Em Mt 13,57, Jesus já constatara que não era bem acolhido em Nazaré. Na sequência, Mateus relata como o banquete dos poderosos é regado com o sangue do profeta João Batista (Mt 14,1-12). Ontem e hoje, o poder não suporta quem defende a vida dos mais pobres e das lideranças que questionam as injustiças dos que estão a serviço do ídolo riqueza. Por isso, caluniam, difamam ou mesmo matam quem luta por uma sociedade justa, gerando mudanças que garantem cidadania para todas as pessoas.
O pai de Herodes Antipas já tentara matar o menino Jesus (Mt 2,13). E seus partidários estavam instruídos para também eliminá-lo quando adulto (Mc 3,6; 12,13). Não é por acaso que Jesus manda ter cuidado com o fermento dos herodianos, isto é, com sua ideologia e seu modo de vida (Mc 8,15). Ainda hoje, esse fermento continua seduzindo crianças, mulheres e homens para o projeto do mercado. E seus meios de difusão acabam formando muitas pessoas tão corruptas quanto eles mesmos.

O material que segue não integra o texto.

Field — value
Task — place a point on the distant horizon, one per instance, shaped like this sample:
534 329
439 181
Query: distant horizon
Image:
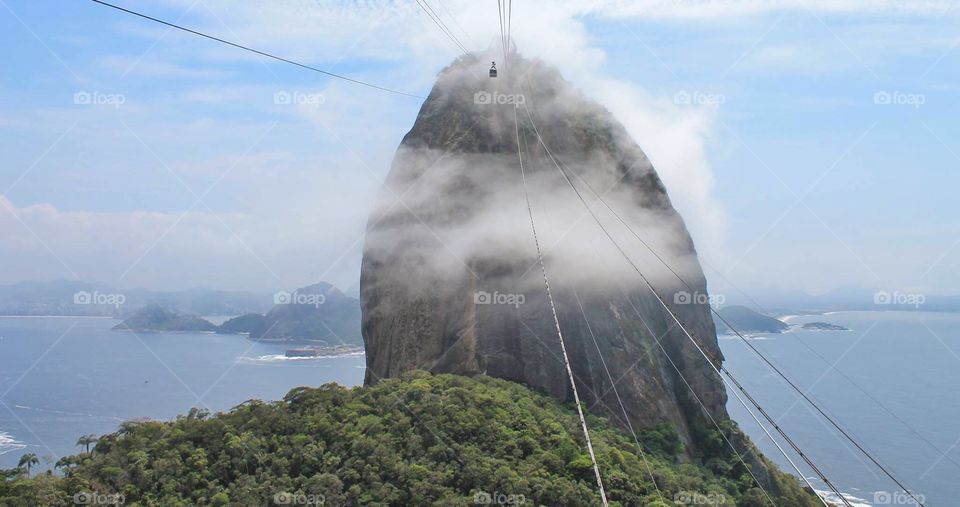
781 132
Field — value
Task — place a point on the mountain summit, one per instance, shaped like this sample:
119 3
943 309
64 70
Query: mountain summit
450 280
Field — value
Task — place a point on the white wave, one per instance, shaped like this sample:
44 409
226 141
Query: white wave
8 443
280 358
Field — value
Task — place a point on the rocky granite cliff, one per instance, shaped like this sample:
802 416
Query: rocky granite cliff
449 277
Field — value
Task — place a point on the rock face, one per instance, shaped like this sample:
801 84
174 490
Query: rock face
450 280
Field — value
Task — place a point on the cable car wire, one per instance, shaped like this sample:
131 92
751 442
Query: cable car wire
256 51
722 369
556 319
441 25
756 351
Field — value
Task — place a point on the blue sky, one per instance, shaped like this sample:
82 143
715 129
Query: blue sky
762 118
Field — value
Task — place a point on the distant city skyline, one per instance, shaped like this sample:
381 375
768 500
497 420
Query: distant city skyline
808 145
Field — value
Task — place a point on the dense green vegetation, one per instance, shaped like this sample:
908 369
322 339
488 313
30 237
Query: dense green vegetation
423 440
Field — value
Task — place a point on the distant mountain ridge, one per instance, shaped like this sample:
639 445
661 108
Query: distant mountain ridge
745 320
319 314
154 318
69 297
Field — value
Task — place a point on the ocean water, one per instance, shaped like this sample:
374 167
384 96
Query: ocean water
891 382
62 377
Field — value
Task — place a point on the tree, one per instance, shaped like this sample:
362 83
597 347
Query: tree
28 460
86 441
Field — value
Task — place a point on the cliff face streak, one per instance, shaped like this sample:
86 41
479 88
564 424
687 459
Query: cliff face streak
450 281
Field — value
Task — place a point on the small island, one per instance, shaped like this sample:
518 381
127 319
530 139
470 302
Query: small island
155 319
745 320
823 326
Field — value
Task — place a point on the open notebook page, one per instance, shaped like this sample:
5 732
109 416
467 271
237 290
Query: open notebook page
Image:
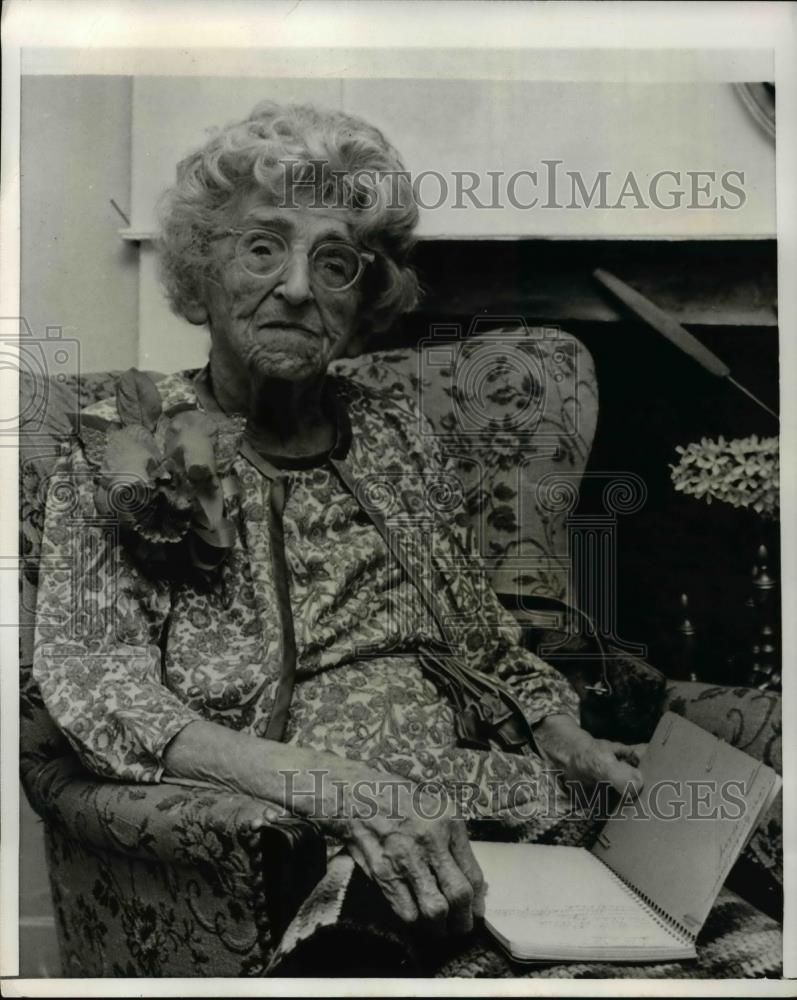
547 902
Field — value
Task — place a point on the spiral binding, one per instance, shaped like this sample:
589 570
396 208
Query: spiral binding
670 924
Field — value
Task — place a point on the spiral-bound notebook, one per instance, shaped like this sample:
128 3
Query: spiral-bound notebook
643 892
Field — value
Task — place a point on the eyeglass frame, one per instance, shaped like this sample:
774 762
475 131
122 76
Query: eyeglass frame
365 257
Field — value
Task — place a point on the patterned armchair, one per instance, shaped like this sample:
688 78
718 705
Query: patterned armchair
175 880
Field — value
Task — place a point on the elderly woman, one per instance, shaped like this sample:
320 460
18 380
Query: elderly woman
301 655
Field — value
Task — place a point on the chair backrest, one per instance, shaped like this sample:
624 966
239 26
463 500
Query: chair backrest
515 410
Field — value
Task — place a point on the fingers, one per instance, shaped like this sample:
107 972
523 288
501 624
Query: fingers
371 859
621 774
632 753
463 854
421 879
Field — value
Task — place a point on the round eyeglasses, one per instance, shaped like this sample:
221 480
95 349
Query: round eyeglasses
334 264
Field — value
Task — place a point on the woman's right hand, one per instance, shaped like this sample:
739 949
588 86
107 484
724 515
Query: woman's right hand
425 867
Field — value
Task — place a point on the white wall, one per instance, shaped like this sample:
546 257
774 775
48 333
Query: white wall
76 271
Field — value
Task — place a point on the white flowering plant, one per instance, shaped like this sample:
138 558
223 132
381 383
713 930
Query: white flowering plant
743 472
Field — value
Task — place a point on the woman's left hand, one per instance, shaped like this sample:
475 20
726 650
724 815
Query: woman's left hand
582 758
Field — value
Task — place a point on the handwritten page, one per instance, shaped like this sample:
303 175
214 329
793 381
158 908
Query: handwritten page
558 902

Ao contrário do projeto de morte e de mentira, a proposta de Jesus é um programa de vida e de verdade. Não é possível viver as relações do Reino no espaço onde são realizados os banquetes manchados com o suor e o sangue do povo. Por isso, Jesus se afasta e vai ao deserto (Mt 14,13.15), seguido pela multidão. Ir ao deserto é fazer memória do projeto libertador de Moisés, Miriam e Aarão. Depois de muitas dificuldades na caminhada por terras áridas, também eles celebraram o banquete da vida ao partilhar o maná entre todas as famílias, de acordo com a necessidade de cada uma delas (Ex 16,13-36). As pessoas escravizadas pelo rei do Egito exigiram a ida ao deserto para prestar culto a Deus. Não é possível celebrar o Deus da liberdade, da vida e do amor, em terras de opressão. E Jesus teve compaixão das multidões, devido às suas muitas doenças e à sua fome (Mt 14,14).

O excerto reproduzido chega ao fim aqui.